Mi sbatteresti contro il muro perché non avrei via di fuga? Mi immagino la tua mano che mi si chiude intorno al collo, non forte, quel tanto che basta, mentre ridi in quel tuo modo e mi infili le dita dicendomi che non ho rimedio. Che non smetterò finché non avrò quello che voglio. E hai ragione. Non smetterò.
Il vibratore è al massimo e la mia figa lo stringe sempre più forte, come se volesse tenerselo. I vicini di sicuro mi sentono e, sinceramente, non me ne frega un cazzo. Che ascoltino. Vari spasmi mi salgono dalla base della colonna, a ondate che non controllo, e sento che qualcosa esplode. L’orgasmo mi attraversa tutta, dai piedi alla nuca, e sento la mia stessa umidità scivolare via mentre tremo. Che piacere assurdo, completo, tuo.

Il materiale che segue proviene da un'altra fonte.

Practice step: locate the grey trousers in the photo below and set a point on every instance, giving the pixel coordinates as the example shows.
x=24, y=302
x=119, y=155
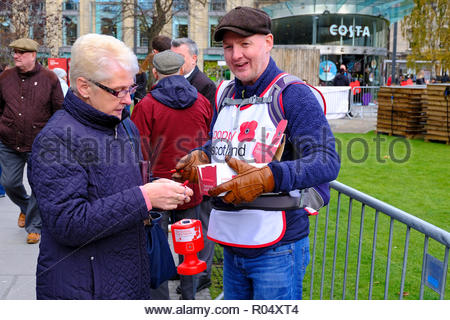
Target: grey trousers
x=13, y=164
x=200, y=212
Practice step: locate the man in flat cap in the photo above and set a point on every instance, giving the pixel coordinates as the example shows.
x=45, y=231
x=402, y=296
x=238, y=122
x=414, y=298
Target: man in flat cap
x=29, y=95
x=173, y=118
x=266, y=247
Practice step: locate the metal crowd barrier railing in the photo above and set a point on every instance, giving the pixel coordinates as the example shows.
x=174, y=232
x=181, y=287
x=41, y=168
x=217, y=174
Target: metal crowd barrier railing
x=363, y=100
x=374, y=258
x=433, y=272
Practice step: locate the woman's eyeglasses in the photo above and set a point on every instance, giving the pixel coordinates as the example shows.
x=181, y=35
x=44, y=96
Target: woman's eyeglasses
x=118, y=94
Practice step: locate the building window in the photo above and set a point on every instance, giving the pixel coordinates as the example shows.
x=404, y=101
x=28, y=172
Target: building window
x=217, y=5
x=181, y=5
x=70, y=5
x=213, y=22
x=180, y=27
x=70, y=21
x=108, y=18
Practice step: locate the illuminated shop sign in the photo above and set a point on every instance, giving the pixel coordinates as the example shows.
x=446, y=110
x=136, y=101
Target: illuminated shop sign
x=350, y=31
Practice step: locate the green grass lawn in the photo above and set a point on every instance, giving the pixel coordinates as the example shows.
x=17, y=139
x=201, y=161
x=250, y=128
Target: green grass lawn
x=411, y=175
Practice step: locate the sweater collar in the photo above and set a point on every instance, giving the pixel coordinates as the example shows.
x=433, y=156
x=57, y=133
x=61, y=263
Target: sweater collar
x=260, y=85
x=88, y=115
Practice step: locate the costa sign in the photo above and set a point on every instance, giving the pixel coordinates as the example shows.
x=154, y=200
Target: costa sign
x=350, y=31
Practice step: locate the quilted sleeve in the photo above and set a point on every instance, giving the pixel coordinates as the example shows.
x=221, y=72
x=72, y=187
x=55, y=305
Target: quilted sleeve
x=61, y=187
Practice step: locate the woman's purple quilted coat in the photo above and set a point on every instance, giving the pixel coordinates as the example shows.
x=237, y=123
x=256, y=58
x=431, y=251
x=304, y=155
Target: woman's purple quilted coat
x=86, y=178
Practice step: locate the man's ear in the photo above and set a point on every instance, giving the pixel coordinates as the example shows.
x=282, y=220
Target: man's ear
x=155, y=73
x=269, y=41
x=83, y=87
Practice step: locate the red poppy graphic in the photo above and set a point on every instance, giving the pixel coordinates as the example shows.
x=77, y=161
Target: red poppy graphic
x=247, y=131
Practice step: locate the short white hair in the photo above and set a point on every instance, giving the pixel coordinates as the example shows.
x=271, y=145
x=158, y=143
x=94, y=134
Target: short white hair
x=96, y=57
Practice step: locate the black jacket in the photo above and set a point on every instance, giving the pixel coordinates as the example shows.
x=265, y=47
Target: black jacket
x=203, y=84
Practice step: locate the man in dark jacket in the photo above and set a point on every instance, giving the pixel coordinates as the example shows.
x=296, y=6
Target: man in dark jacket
x=172, y=120
x=29, y=95
x=189, y=50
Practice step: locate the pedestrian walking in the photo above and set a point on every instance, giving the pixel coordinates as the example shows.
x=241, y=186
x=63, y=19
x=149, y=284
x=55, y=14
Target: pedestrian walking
x=85, y=172
x=29, y=95
x=266, y=251
x=189, y=50
x=62, y=77
x=173, y=119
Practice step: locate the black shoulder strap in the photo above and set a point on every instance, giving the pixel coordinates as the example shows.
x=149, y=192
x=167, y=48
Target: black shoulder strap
x=126, y=124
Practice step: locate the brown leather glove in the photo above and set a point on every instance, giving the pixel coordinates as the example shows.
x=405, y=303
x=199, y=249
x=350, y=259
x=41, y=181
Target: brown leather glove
x=187, y=166
x=247, y=185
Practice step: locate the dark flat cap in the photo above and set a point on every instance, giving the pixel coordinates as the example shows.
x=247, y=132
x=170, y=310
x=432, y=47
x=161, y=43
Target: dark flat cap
x=25, y=44
x=168, y=62
x=245, y=21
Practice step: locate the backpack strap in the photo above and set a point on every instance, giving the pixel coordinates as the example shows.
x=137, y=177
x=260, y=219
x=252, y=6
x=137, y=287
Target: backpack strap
x=224, y=91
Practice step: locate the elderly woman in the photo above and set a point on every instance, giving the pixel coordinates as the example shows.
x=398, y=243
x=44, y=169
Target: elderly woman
x=86, y=177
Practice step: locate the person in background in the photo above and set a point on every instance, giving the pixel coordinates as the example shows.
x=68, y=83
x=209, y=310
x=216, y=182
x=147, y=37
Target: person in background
x=266, y=252
x=189, y=50
x=341, y=78
x=62, y=76
x=172, y=119
x=141, y=82
x=160, y=43
x=29, y=95
x=420, y=79
x=85, y=172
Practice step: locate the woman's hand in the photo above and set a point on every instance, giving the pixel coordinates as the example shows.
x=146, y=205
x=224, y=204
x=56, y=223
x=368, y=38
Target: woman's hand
x=164, y=180
x=167, y=195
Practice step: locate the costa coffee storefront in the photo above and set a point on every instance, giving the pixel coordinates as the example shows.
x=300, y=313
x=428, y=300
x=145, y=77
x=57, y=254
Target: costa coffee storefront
x=359, y=41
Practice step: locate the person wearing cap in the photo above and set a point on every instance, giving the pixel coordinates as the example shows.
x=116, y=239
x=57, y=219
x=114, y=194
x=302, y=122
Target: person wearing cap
x=29, y=95
x=189, y=50
x=174, y=118
x=84, y=169
x=266, y=249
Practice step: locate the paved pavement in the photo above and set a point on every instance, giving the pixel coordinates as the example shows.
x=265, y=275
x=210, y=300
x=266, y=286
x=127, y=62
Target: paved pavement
x=18, y=259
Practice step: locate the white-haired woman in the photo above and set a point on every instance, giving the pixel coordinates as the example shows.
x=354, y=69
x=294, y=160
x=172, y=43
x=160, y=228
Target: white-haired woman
x=85, y=173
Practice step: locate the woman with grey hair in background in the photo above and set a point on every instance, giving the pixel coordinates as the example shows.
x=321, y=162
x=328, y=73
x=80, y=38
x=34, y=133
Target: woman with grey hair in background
x=85, y=173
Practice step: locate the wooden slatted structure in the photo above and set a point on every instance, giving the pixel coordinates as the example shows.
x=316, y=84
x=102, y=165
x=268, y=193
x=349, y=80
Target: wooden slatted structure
x=400, y=111
x=436, y=104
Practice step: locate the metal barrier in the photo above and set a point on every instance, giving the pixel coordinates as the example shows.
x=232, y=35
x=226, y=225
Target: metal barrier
x=363, y=100
x=369, y=270
x=433, y=271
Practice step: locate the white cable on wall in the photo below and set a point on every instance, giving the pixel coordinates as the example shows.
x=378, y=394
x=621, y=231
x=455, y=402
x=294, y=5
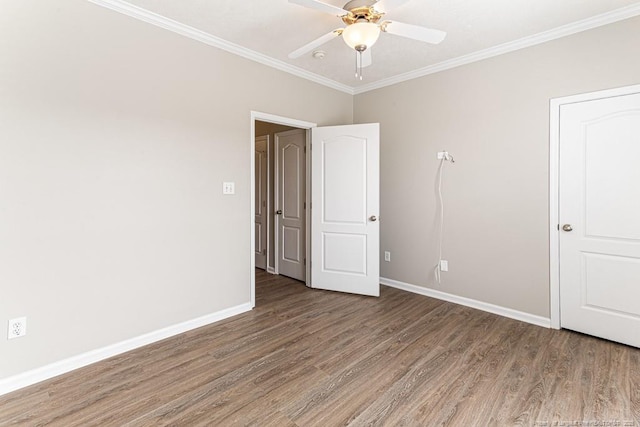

Sospiro e spengo la vibrazione, anche se ci metto ancora un lungo minuto a tirare fuori da me il mio amico di silicone. Non ho fretta di tornare nel mondo. Allungo il braccio, recupero la copertina dal pavimento e copro il mio corpo nudo, ancora con la pelle d’oca, ancora pulsante tra le gambe.
Fuori il temporale comincia ad allentare la presa. Dentro, anch’io. Rimango a guardare il soffitto, con il vibratore spento accanto a me e un sorriso idiota che non riesco a togliermi dalla faccia.
E stavolta lo decido davvero. Copierò tutto questo, parola per parola, e te lo manderò. Spero che ti piaccia leggere le mie righe. Se c’è una colpa per tutto quello che viene dopo, che sia chiaro: è colpa tua. Hai cominciato tu, con il tuo odore e il tuo dannato modo di guardarmi. Io ho solo finito quello che tu avevi lasciato a metà.